I apologize in advance if I’m just making things worse and/or wasting time spelling out what is obvious and well understood by everyone else. But to me it seems like something needs to change if this thread is going to go anywhere. And I am curious what would count as evidence against common ancestry.
The most concrete point I can find & wrap my head around is this one:
First: The human sequence and the Dictyostelium discoideum sequence are ~80% identical over ~2330aa, not 100% identical.
Nevertheless, I think the point here is that in roughly 1 billion years of exploring protein sequence space, no alternative was found for most of the amino acids. So how were the ~1800 conversed amino acids found in the preceding 1.5-2 billion years (from the prokaryote-eukaryote divergence to the human-slime mold divergence)? And that’s a generous time frame, since Prp8 goes back before slime molds. Is that a fair rephrasing?
Since that point, we’ve had a lot of back-and-forth about what pertains to common descent and what pertains to guided and unguided evolution.
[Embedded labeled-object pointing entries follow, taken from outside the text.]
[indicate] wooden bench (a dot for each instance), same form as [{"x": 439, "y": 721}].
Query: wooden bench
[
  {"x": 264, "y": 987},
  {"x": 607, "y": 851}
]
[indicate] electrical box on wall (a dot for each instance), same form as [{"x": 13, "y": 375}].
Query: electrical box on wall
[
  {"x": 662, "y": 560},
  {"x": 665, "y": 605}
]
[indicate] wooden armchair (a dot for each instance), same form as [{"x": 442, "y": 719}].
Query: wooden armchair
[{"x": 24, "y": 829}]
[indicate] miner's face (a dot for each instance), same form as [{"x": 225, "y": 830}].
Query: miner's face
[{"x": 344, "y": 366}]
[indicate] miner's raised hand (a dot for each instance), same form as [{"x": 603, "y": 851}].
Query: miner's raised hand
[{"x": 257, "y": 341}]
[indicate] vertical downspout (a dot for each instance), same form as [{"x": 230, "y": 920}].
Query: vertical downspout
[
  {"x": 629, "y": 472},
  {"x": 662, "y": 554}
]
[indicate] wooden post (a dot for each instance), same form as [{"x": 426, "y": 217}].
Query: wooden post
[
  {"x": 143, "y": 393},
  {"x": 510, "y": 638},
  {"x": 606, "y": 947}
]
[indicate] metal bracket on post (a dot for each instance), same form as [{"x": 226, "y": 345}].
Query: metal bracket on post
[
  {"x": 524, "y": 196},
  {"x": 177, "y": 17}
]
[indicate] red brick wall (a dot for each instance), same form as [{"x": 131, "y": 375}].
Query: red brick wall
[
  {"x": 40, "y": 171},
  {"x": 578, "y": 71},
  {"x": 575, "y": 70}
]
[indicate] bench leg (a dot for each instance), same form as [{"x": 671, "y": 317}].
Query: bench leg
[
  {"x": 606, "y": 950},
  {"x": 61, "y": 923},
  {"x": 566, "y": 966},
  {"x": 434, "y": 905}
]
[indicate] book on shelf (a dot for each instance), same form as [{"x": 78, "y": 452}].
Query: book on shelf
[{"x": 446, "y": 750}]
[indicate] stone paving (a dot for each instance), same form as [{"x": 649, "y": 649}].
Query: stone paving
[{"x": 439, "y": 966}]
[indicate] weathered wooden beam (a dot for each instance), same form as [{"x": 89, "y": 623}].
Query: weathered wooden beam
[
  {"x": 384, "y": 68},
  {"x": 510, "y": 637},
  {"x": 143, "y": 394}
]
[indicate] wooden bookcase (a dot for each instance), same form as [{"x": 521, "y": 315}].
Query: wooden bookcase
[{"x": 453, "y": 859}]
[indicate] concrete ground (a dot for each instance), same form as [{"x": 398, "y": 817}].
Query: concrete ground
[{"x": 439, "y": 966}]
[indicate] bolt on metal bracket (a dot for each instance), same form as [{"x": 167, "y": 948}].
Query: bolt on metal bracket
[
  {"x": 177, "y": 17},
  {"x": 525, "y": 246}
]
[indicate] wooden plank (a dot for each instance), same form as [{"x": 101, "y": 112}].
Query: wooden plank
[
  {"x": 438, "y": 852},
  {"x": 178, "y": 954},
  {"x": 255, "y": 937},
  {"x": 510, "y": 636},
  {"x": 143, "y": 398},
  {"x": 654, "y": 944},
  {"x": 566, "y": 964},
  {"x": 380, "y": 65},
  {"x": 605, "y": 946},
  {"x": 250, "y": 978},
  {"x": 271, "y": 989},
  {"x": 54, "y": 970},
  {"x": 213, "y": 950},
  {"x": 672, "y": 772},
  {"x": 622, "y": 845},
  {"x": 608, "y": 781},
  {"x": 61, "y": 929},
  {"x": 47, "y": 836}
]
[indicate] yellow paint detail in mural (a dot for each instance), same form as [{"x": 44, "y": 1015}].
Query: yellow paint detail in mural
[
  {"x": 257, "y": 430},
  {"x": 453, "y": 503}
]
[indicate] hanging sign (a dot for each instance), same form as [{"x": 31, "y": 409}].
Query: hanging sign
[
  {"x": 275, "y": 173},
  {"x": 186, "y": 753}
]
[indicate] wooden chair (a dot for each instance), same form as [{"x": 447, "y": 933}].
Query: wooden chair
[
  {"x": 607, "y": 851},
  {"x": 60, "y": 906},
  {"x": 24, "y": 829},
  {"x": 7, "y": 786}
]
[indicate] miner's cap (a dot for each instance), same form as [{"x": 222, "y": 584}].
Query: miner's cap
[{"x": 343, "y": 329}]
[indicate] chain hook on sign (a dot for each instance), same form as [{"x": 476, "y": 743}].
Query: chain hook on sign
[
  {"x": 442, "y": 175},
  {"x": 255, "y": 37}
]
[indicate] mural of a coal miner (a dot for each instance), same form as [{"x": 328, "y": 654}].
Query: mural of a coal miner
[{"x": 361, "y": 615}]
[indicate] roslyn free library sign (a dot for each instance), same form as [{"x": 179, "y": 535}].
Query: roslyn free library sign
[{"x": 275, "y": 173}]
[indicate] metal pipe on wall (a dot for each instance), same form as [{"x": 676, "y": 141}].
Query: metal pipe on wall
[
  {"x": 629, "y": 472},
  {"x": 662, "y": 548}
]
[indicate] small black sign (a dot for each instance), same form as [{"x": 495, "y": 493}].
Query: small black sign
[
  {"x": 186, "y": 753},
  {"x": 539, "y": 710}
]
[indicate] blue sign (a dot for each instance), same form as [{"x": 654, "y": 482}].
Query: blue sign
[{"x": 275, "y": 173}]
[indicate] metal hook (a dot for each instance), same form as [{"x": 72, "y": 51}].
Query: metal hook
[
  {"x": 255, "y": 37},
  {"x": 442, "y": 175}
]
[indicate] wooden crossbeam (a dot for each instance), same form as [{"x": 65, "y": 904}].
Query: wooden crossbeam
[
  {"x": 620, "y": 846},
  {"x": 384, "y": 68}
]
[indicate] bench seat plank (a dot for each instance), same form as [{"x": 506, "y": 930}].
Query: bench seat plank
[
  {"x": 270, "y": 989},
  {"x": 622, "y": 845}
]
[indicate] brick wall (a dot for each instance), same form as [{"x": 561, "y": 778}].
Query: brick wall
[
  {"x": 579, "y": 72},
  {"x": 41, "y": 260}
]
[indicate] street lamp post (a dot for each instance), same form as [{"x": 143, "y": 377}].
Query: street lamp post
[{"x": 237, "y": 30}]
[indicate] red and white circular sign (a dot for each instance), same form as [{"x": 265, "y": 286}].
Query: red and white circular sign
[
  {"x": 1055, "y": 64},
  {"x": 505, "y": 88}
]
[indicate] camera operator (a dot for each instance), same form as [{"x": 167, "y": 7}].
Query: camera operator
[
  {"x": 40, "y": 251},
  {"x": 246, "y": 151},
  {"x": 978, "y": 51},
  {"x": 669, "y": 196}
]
I think it is clear, at least to me, that if God is guiding which mutations happen in a series of generations such that Prp8 is incrementally assembled, then that is just as much common descent as if the mutations were unguided. But what if there is a massive influx of sequence change in a single generation? Since we likely talking about single-celled organisms, does it make sense to say one descended from the other if the genome of one is not a replicant of the genome of the other, even if some of the atoms and molecules were sourced from the latter? (There is possibly some analogy here to asking if Eve is a descendant of Adam if she is literally formed from his rib/side.)
Now, that’s probably more of a philosophical question. But, if I’m representing things fairly, it is to me the most concrete way to express how the guided/unguided evolution rubber is meeting the common descent road.
Of course, there are a variety of ways we could proceed from there. We can note that the Saccharomyces cerevisiae Prp8 is only 60% identical to the human and slime mold versions, so the sequence is not quite so constrained. We can note that some portions of Prp8 have potential prokaryotic antecedents as discussed in this paper:
We can also note that Prp8 has some modularity, which would make it easier to construct incrementally (Garside et al 2019).
But those are irrelevant if I’ve misunderstood the key points. Are the issues really that (1) at some points there are significant chunks of functionality that seem (to @colewd) to represent a horizon beyond which the convergence-of-ancestral-sequence style evidence for common descent is not available and thus (2) there are large enough single-generation changes that the concept of ancestors and descendants breaks down regardless of how the atoms and molecules were shuffled?